El sendero en un mar de arena
José Antonio Iniesta
Comparto con mi hermano mexicano Ikxiocelotl, totonaco de nacimiento, olmeca por compromiso espiritual, el secreto de la palabra caminante, y en ello iba pensando cuando me adentraba en el profundo y desolado desierto, bello él como lo es la vida. La arena de color dorado en su superficie, rojiza al levantarse en el aire, me entraba por la mirada de los ojos, descubriendo así la hermosura que envuelve incluso al territorio más hostil del planeta.
Nunca llegué a comprender cómo mis anfitriones saharauis podían seguir un camino, ya fuera de día o de noche, entre cientos de rodaduras que se cruzaban una y otra vez ante mi mirada, que iba, con la perplejidad del que no comprende, del desierto al cielo, y del cielo al desierto.
Ya era incomprensible de día descubrir cómo el land rover podía adentrarse en un eterno infinito en el que no aparecía mata, animal o ser humano, y alcanzar la wilaya o poblado más cercano. Más increíble lo era de noche, cuando un mínimo grado de variación suponía perderse en el territorio arenoso más grande del mundo, lo que podría provocar la certera muerte.

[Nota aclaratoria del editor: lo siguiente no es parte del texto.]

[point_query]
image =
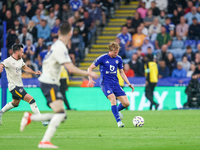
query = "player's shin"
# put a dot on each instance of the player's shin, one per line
(115, 113)
(34, 107)
(54, 123)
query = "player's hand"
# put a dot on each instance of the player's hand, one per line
(131, 87)
(93, 75)
(91, 83)
(38, 72)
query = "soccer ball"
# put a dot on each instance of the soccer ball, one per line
(138, 121)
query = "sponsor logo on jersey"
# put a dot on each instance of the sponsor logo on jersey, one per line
(112, 68)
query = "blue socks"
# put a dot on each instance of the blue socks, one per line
(115, 113)
(120, 107)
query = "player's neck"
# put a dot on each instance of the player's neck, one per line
(63, 39)
(14, 56)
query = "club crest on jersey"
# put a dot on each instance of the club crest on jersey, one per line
(112, 68)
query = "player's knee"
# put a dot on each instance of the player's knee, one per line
(15, 104)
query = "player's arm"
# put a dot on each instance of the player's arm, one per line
(91, 81)
(73, 69)
(125, 79)
(29, 70)
(1, 67)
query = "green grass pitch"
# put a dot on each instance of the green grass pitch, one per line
(97, 130)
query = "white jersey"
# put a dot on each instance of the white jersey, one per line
(52, 63)
(14, 71)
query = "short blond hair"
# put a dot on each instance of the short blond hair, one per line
(113, 46)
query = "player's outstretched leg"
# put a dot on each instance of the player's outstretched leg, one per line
(7, 107)
(34, 107)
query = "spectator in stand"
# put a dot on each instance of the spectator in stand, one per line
(162, 55)
(186, 63)
(75, 4)
(17, 27)
(10, 39)
(179, 72)
(163, 70)
(182, 29)
(23, 5)
(197, 70)
(87, 5)
(198, 48)
(37, 18)
(193, 14)
(148, 20)
(29, 50)
(176, 18)
(51, 19)
(90, 25)
(40, 47)
(57, 10)
(44, 31)
(84, 32)
(129, 25)
(162, 38)
(42, 54)
(54, 30)
(169, 26)
(156, 10)
(77, 44)
(189, 8)
(66, 12)
(30, 11)
(144, 29)
(24, 36)
(11, 4)
(122, 49)
(194, 30)
(162, 17)
(95, 14)
(23, 19)
(43, 11)
(17, 11)
(136, 20)
(137, 39)
(142, 10)
(154, 29)
(124, 36)
(192, 70)
(170, 63)
(189, 54)
(128, 72)
(136, 65)
(180, 10)
(161, 4)
(147, 44)
(32, 30)
(9, 19)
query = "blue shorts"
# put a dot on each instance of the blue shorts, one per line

Sus ojos de águila escrutaban la lejanía, y unos y otros aguantábamos en silencio los miles de golpetazos que tanta sacudida interminable nos propinaba sin cesar. No había tiempo ni ganas para el cansancio, ni para el hambre, ni sorprendentemente para la sed, porque como un niño con zapatos nuevos estaba más entretenido en descifrar el hasanní, el dialecto árabe que hablan los saharauis, que escuchaba en aquellos vastos territorios de Argelia. Éste es el país que les dio refugio ante el cruel ataque de Marruecos, que no esperó ni un instante a que el ejército español abandonara los territorios ocupados que pertenecen legítimamente a los saharauis.

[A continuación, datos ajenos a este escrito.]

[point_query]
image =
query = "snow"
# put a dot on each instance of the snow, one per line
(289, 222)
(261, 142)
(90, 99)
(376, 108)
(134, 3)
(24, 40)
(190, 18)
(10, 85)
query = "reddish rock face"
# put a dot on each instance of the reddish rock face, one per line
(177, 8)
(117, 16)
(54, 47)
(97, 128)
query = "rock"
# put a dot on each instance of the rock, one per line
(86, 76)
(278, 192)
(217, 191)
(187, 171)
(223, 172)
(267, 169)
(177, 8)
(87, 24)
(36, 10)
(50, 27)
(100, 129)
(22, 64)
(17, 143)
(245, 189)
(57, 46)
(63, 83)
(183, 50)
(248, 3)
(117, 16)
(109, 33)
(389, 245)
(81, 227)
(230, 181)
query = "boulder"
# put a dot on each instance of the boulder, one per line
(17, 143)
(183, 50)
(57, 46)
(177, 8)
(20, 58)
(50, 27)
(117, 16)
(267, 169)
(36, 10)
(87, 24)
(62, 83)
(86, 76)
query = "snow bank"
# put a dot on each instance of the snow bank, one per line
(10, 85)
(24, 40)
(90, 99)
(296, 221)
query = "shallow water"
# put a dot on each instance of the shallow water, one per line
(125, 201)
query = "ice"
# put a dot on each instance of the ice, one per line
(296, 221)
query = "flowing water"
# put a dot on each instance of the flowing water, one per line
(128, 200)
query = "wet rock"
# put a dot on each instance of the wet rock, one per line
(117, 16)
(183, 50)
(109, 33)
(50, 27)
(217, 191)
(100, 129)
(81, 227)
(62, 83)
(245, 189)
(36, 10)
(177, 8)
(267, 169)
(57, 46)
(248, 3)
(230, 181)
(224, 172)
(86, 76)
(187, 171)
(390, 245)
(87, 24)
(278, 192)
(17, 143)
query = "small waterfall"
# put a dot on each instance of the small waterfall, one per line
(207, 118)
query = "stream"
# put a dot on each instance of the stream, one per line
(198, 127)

Acabé acostumbrándome al turbante negro, que con tanto esmero me colocó una joven, siempre ataviada con los bellísimos colores de la melfa; y hasta parecía alimentarme de esa arena roja que te envuelve por todas partes. También reclamé mi temporal condición de saharaui en período de instrucción para subirme como cualquiera a lo alto del vehículo y contemplar, en marcha, el cielo más hermoso nunca visto desde esas alturas, en las que el gélido frío nocturno del desierto que me azotaba el rostro, me hacía sentirme inmensamente libre.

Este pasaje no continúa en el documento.